United States President Joe Biden speaks about the situation in Afghanistan in the East Room of the White House in Washington DC on July 8, 2021.
Saul Loeb | AFP | Getty Images
WASHINGTON – President Joe Biden said the US military mission in Afghanistan would end by August 31, and urged the country’s leaders to “come together” to prevent civil war.
“We didn’t go to Afghanistan to build a nation,” Biden said in a statement in the White House on Thursday.
After 20 years of war, the ideal conditions that the USA once hoped for before the troops withdrew were not there.
“How many more, how many thousands of America’s daughters and sons are you willing to risk?” said Biden, who first announced the planned withdrawal of US forces in April. “How long should you stay?”
“It is up to the Afghans to decide the future of their country,” said the president.
In April, the White House confirmed that US forces had initiated the Herculean process of withdrawal from Afghanistan. On Tuesday, the Pentagon said it had completed more than 90% of the effort.
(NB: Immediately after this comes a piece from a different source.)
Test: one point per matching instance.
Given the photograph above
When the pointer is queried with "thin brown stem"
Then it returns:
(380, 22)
The update from US Central Command, which oversees America’s military presence from northeast Africa to South Asia, came about two months ahead of the deadline Biden set earlier this year.
The removal of approximately 3,000 US soldiers coincides with the 20th anniversary of the September 11th terrorist attacks that spurred America’s entry into protracted wars in the Middle East and Central Asia.
The flight crew assigned to Al Udeid Air Base, Qatar, carry their equipment into a C-17 Globemaster III assigned to Joint Base Charleston, South Carolina on April 27, 2021.
Staff Sgt. Kylee Gardner | U.S. Air Force photo
Biden told reporters he was confident the Afghan military can hold the country ahead of the advancing Taliban, citing the 300,000 Afghan troops the US has trained and equipped over the past two decades.
“They clearly have the ability to keep the government in place, the question is whether they will come together and do it,” he said, referring to the Afghan leadership.
At the Pentagon, spokesman John Kirby said the US was closely monitoring the evolving security situation in Afghanistan. He said the Taliban had confiscated dozen of district centers and threatened provincial centers as well.
“We are aware of the security situation and the advance of the Taliban, and that is why it is so important for us to push for a negotiated political solution to this war,” said Kirby.
The breathtaking advances made by the Taliban
Taliban fighters with a vehicle on a highway in Afghanistan.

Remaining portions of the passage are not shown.